SASL proxy authorize [conn=0]: authcid="turbo@REALM" authzid="turbo@REALM"
conn=0 op=3 BIND authcid="turbo@REALM"
SASL Authorize [conn=0]:  proxy authorization allowed
send_ldap_sasl: err=0 len=-1
send_ldap_response: msgid=4 tag=97 err=0
[...]
connection_input: conn=0 deferring operation: binding
<== slap_sasl_bind: rc=0
conn=0 op=3 BIND dn="uid=turbo,cn=realm,cn=gssapi,cn=auth" mech=GSSAPI ssf=56
do_bind: SASL/GSSAPI bind: dn="uid=turbo,cn=realm,cn=gssapi,cn=auth" ssf=56
do_extended
[...]
----- s n i p -----


MASTER:
----- s n i p -----
conn=0 op=1 SRCH base="c=se" scope=2 deref=0 filter="(krb5PrincipalName=turbo@REALM)"
==> limits_get: conn=0 op=1 dn="[anonymous]"
[...]
=> access_allowed: search access to "uid=turbo,ou=People,o=Swe.Net AB,c=SE" "krb5PrincipalName" requested
[...]
=> acl_mask: access to entry "uid=turbo,ou=People,o=Swe.Net AB,c=SE", attr "krb5PrincipalName" requested
=> acl_mask: to value by "", (=n)
[...]
=> access_allowed: search access denied by =x
----- s n i p -----

> >I've been thinking about a ACI/ACL that can circumvent this (SEARCH access
> >from the proxy for example) but none is something that I want or will work
> >in the long run.
> >
> Not for anonymous, for sure :)

This morning I did it like this (it's just a workaround - I don't like it
just 'for the sake of it' :).

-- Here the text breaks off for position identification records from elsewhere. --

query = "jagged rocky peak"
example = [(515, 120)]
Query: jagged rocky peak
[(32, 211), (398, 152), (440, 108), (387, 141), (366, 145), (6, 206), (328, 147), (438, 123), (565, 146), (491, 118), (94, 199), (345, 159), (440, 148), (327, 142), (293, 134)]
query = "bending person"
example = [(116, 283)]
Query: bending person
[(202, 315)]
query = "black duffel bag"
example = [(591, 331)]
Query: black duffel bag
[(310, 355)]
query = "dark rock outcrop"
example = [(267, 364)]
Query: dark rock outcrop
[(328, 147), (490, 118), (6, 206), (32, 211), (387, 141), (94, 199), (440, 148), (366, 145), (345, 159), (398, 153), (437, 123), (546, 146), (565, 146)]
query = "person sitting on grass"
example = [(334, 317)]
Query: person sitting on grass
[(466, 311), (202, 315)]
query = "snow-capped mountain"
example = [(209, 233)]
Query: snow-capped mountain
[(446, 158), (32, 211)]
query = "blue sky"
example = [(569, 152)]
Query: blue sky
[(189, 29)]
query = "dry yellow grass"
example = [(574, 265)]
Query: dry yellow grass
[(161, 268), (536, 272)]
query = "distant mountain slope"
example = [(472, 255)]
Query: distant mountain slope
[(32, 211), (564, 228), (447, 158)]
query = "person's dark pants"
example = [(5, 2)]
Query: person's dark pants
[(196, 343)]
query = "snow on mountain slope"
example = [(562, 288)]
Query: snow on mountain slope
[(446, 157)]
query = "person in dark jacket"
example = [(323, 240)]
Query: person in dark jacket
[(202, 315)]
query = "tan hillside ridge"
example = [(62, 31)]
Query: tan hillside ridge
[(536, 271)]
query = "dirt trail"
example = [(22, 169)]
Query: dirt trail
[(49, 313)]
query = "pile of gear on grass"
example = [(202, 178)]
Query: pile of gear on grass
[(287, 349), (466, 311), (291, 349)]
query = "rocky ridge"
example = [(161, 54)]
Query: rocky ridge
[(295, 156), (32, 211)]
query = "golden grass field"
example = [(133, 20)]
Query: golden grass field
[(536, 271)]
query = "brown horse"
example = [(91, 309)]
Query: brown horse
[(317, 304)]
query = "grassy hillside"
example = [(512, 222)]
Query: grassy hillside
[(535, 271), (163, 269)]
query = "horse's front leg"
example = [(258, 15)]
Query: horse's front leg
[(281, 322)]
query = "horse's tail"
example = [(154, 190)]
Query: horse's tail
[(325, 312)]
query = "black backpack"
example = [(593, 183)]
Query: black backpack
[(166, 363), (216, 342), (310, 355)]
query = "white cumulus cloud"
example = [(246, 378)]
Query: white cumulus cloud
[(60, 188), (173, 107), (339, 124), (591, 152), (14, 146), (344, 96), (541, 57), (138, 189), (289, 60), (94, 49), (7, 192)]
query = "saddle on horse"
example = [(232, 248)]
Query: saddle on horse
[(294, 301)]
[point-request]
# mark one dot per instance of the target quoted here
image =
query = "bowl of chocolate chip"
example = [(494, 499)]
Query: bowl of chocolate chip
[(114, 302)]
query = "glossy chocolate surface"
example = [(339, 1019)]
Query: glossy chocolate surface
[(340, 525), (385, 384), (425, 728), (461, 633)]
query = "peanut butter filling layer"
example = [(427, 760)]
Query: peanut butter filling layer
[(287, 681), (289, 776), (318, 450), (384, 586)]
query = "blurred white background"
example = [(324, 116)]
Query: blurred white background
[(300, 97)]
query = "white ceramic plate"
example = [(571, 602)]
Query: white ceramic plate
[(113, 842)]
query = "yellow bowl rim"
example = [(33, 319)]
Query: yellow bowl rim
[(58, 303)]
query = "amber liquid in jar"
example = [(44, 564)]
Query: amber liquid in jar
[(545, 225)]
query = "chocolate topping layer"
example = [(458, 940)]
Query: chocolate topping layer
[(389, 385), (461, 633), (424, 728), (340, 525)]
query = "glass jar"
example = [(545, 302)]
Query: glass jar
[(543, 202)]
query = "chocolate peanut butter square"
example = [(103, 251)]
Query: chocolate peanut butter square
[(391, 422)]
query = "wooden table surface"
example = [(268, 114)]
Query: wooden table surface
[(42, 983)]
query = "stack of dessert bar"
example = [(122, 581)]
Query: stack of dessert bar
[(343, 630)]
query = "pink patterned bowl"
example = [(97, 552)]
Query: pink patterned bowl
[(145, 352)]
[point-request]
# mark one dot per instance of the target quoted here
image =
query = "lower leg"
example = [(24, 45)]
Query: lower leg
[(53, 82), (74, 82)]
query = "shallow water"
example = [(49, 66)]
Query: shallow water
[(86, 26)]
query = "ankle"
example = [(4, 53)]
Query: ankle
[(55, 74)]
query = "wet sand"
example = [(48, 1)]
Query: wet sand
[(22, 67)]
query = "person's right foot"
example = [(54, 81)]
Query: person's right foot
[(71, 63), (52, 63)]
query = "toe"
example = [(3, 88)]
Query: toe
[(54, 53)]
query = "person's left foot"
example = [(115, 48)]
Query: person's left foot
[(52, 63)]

It's the closest thing I can think of that doesn't
open up the whole database for an attacker. It CAN I guess, but I can't think
of a _real_ way to exploit it yet...

Created a proxy user - 'uid=proxy,...' - which only have SEARCH access to the
'authentication attributes' (userPassword, krb5PrincipalName, mail and
mailAlternateAddress) that are used one way or the other.